Australian mobile finance technology group eServGlobal (ESG) announced on Wednesday revenue would likely fall short of previously issued guidance due to delays in the signing of certain significant orders.
In a trading update for the 14 months ended 31 December 2017, eServGlobal said that revenue for the period was expected to be in the region of 8.3m to 8.5m after agreements worth 3m for the AIM-quoted firm that had been scheduled for completion in December had not been signed until January.

ESG used fundraising proceeds to remove roughly 2m of annual costs from the business in the second half of the financial year and expected the current trading year to kick off with an annualised total cost base on an adjusted like-for-like basis of around 12.8m.
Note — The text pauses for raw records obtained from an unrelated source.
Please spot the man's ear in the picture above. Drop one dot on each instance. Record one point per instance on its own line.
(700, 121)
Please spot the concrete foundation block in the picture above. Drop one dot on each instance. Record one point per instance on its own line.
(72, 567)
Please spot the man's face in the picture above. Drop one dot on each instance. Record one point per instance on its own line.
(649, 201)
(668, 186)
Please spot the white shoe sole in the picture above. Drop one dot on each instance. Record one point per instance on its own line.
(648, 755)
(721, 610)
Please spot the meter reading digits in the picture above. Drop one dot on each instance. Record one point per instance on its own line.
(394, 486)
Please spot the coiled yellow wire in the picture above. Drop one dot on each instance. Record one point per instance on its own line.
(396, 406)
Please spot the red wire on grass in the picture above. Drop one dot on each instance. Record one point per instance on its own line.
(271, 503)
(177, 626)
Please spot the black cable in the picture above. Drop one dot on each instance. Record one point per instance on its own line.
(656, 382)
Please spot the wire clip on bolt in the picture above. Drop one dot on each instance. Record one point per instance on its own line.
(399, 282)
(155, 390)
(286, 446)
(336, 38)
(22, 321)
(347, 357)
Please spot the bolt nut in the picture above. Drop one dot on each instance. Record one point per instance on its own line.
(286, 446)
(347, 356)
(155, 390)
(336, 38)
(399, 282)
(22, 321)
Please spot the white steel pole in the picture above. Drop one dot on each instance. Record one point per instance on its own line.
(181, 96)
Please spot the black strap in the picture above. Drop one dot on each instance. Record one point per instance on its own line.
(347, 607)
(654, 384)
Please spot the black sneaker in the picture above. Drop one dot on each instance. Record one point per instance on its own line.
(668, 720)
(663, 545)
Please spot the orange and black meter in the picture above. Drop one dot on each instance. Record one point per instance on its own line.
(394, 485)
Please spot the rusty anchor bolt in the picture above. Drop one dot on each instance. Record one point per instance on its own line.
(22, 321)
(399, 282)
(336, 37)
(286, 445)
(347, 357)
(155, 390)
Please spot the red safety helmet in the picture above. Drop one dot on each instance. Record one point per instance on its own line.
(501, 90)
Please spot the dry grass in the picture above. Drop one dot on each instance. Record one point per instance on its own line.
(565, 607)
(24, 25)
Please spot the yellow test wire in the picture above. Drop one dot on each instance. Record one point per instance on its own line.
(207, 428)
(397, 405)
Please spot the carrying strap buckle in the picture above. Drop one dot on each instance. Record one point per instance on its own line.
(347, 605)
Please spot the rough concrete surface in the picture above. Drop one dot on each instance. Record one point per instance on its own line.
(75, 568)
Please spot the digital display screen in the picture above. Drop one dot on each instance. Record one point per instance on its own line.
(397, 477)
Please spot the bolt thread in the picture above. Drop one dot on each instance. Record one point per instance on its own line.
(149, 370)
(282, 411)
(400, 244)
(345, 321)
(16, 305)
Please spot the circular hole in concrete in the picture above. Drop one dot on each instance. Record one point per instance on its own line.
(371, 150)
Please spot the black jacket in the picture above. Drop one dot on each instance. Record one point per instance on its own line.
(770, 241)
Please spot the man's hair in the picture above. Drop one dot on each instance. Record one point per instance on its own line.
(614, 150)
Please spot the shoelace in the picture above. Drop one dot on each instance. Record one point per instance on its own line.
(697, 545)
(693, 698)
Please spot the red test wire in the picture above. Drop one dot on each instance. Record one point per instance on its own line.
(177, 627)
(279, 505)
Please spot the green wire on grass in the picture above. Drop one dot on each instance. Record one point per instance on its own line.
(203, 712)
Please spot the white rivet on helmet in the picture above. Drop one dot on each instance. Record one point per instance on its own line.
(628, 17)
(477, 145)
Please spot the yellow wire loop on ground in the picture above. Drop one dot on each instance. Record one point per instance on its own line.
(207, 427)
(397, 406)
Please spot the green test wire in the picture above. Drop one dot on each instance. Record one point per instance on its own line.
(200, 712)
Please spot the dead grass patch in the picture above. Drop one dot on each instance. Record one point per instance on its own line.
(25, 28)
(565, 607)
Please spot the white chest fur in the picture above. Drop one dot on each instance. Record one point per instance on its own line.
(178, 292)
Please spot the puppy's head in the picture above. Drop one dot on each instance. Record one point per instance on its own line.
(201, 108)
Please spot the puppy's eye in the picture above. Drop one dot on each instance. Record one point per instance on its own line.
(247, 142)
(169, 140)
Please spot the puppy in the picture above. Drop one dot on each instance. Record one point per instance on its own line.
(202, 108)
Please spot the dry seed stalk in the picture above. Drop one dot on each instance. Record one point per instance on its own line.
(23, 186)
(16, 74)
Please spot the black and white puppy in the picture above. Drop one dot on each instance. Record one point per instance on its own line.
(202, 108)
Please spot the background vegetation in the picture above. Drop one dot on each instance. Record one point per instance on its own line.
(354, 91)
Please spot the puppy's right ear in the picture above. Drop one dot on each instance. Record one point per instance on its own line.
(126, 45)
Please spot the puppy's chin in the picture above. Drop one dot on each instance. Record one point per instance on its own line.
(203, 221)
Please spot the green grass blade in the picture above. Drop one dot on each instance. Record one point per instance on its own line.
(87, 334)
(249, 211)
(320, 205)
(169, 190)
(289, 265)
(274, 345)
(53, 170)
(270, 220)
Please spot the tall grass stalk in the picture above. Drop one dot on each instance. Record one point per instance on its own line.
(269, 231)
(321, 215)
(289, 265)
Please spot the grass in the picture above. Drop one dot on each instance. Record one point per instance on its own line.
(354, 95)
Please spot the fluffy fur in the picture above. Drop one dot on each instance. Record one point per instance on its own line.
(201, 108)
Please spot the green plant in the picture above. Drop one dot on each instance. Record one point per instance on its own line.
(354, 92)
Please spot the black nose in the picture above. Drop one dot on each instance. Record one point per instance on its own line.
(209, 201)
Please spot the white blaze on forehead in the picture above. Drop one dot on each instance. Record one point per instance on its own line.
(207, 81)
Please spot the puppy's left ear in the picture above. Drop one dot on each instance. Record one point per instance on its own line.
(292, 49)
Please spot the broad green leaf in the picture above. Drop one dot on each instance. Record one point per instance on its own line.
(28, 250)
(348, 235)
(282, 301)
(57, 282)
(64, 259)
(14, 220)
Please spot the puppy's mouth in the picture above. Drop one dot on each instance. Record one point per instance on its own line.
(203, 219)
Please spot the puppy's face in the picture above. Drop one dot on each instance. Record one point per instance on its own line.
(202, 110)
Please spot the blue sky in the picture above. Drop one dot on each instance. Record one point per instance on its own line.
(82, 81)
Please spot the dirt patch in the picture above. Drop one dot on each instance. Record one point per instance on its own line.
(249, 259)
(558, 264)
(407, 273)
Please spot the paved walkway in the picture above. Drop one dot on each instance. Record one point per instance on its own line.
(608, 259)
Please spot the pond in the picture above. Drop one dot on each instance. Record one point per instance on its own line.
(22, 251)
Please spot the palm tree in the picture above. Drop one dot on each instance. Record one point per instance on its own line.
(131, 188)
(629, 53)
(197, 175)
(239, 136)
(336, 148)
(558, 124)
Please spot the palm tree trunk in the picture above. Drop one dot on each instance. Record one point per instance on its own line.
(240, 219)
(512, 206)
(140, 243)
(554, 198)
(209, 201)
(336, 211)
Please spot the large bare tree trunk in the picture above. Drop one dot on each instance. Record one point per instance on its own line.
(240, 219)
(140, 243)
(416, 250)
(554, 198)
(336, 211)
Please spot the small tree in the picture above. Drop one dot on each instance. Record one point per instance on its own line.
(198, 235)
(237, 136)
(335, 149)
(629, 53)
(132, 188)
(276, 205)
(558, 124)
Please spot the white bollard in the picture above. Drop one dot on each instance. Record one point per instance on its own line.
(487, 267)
John Conoley, eServGlobal executive chairman said, "Forecasting of precise order timing remains a difficult discipline in the markets in which the core business operates, and yet the shortfall of revenue is still in play for FY2018. eServGlobal is pleased to have started FY2018 with two significant orders in the core business that were delayed from FY2017.

"As was planned we now start the new financial year in a stronger position than the comparative period FY2017. Furthermore, the board remains confident in the immediate and longer-term opportunities presented by the HomeSend Joint Venture," he added.

As of 0840 GMT, shares had retreated 10.11% to 11.24p.